Vendredi 14 mai 2010
5
14
/05
/Mai
/2010
13:55
-
Par Pierre Collenot
-
Publié dans : Chronique judiciaire
-
Il est souvent question sur ce blog de faux en écriture publique. Pourquoi ?
Début octobre 2007, le Maire de Brie a adressé à la Chambre Régionale des Comptes une délibération du Conseil Municipal, prétenduement prise par ce Conseil lors de sa réunion du 2 octobre 2007.
Cette délibération est un faux.
Cette délibération a été fabriquée de toutes pièces par le Maire.
Elle ne correspond à aucun point de l'ordre du jour de la réunion du 2 octoble 2007. Son sujet n'a pas été évoqué au cours de cette réunion. Elle n'est pas non plus mentionnée dans le
compte-rendu de cette réunion.
Elle a été découverte par hasard dans les pièces fournies à son avocat dans une procédure judiciaire engagée par le Maire contre le blogueur, pour faire fermer ce blog.
Pourquoi le Maire de Brie a-t-il fabriqué cette fausse délibération ?
La Chambre Régionale des Comptes lui avait fait obligation d'informer son Conseil Municipal de l'avis rendu par cette Chambre sur le non-paiement par la commune de ses dettes scolaires aux
communes de Sonnac, Haimps et Matha.
Le Maire n'a pas informé son conseil, dans les délais impartis, du courrier de la Chambre Régionale des Comptes.
Double usage de faux
Pour éviter la sanction prévue en pareil cas, faisant croire à la Chambre des Comptes qu'il avait satisfait à la demande d'information du conseil municipal, le Maire a fabriqué cette fausse
délibération.
Le conseil municipal et la Chambre Régionale des Comptes ont été délibérément trompés par ce faux en écriture.
Cerise sur le gâteau, le maire a utilisé cette fausse délibération comme pièce à conviction dans une action judiciaire engagée par lui contre le blogueur, dans le but de faire
fermer ce blog.
Le contrôle de légalité par la sous-préfecture ne s'intéresse pas au faux en écriture !
Paradoxal, mais bien réel : une fausse délibération de conseil municipal qui a toutes les apparences de la légalité est considérée comme parfaitement valide par le Sous-Préfet, même s'il dispose
de tous les éléments de preuve pour savoir que le document est un faux.
Les maires qui trichent, et que leurs conseillers et administrés laissent faire, ont de belles perspectives devant eux.
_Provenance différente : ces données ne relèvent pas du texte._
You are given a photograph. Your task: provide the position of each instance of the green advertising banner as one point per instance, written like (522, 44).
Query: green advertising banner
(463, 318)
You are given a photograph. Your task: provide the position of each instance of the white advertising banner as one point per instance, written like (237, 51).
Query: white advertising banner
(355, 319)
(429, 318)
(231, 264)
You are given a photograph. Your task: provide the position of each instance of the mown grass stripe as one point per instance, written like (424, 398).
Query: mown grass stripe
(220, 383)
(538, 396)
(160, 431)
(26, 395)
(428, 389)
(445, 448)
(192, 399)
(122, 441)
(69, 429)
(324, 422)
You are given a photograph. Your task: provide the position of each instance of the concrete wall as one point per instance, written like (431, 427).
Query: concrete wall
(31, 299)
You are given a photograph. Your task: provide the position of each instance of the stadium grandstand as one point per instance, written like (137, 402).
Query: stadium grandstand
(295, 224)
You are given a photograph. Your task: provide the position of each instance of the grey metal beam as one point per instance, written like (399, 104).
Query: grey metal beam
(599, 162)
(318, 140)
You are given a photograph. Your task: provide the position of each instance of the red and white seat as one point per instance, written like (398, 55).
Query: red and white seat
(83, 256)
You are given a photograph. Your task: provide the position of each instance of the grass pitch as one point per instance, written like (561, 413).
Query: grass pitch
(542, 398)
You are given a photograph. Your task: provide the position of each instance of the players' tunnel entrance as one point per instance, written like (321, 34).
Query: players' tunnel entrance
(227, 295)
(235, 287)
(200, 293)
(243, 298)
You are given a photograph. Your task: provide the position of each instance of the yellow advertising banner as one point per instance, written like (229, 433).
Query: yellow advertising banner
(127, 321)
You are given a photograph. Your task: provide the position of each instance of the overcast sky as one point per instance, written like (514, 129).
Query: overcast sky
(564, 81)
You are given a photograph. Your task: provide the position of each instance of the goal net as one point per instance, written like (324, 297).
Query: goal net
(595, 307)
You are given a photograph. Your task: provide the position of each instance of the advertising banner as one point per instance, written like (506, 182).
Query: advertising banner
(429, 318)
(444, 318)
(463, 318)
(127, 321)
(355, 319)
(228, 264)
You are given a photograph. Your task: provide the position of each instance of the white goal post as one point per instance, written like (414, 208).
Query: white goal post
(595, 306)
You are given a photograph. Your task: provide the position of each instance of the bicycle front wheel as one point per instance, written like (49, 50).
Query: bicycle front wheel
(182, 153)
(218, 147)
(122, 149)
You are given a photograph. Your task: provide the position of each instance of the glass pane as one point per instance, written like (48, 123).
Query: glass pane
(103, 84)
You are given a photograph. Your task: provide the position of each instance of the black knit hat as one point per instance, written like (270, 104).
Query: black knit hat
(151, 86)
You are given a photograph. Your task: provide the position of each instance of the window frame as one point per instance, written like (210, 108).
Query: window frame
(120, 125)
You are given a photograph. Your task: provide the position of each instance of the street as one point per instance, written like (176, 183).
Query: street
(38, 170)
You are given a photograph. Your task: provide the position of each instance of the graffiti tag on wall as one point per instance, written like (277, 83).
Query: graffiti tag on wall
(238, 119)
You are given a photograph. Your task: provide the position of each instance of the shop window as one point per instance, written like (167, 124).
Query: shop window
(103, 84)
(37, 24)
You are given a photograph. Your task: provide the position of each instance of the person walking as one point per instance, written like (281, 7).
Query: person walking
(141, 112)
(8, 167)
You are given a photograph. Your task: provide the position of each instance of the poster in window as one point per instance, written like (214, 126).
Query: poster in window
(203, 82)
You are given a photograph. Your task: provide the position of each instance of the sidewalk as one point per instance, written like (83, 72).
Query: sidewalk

La dématérialisation des actes municipaux est probablement un progrès, mais
elle est aussi une aubaine supplémentaire pour les tricheurs.
|
La pratique du faux en écriture publique par le Maire de Brie-sous-Matha n'est pas tolérable.
La pratique du faux en écriture publique par le Maire fait courir un risque grave à tous les habitants de la commune,
quels qu'ils soient.
|
Quelles sanctions punissent la falsification d'écriture publique par un élu local ?
11 février 2002 - Mise à jour octobre 2006
Rappelons que le code pénal prévoit dans son article 441-1 que « constitue un faux toute altération frauduleuse de la vérité, de nature à causer un préjudice et accomplie par quelque moyen que ce
soit, dans un écrit ou tout autre support d’expression de la pensée qui a pour objet ou qui peut avoir pour effet d’établir la preuve d’un droit ou d’un fait ayant des conséquences juridiques.
Le faux et l’usage de faux sont punis de trois ans d’emprisonnement et de 45 000 € d’amende ».
Ces sanctions sont plus sévères encore lorsqu’il s’agit de faux commis dans une écriture publique ou dans un acte authentique. Ainsi, l’article 441-4 du code pénal
prévoit-il : « le faux commis dans une écriture publique ou authentique ou dans un enregistrement ordonné par l’autorité publique est puni de dix ans d’emprisonnement et de 150 000 €
d’amende.
L’usage du faux mentionné à l’alinéa qui précède est puni des mêmes peines.
Les peines sont portées à quinze ans de réclusion criminelle et à 225 000 € d’amende lorsque le faux ou l’usage de faux est commis
par une personne dépositaire de l’autorité publique ou chargée d’une mission de service public agissant dans l’exercice de ses fonctions ou de sa mission ».
Notons que la Cour de cassation a jugé que constitue un faux en écriture publique le fait par un maire, de faire établir et de signer,
pour l’adresser au préfet, un extrait du registre des délibérations du conseil municipal de la commune relatant une délibération dont ce registre ne contient aucune trace et dont il est établi
qu’elle n’a donné lieu à aucun procès-verbal (Crim., 27 février 1984).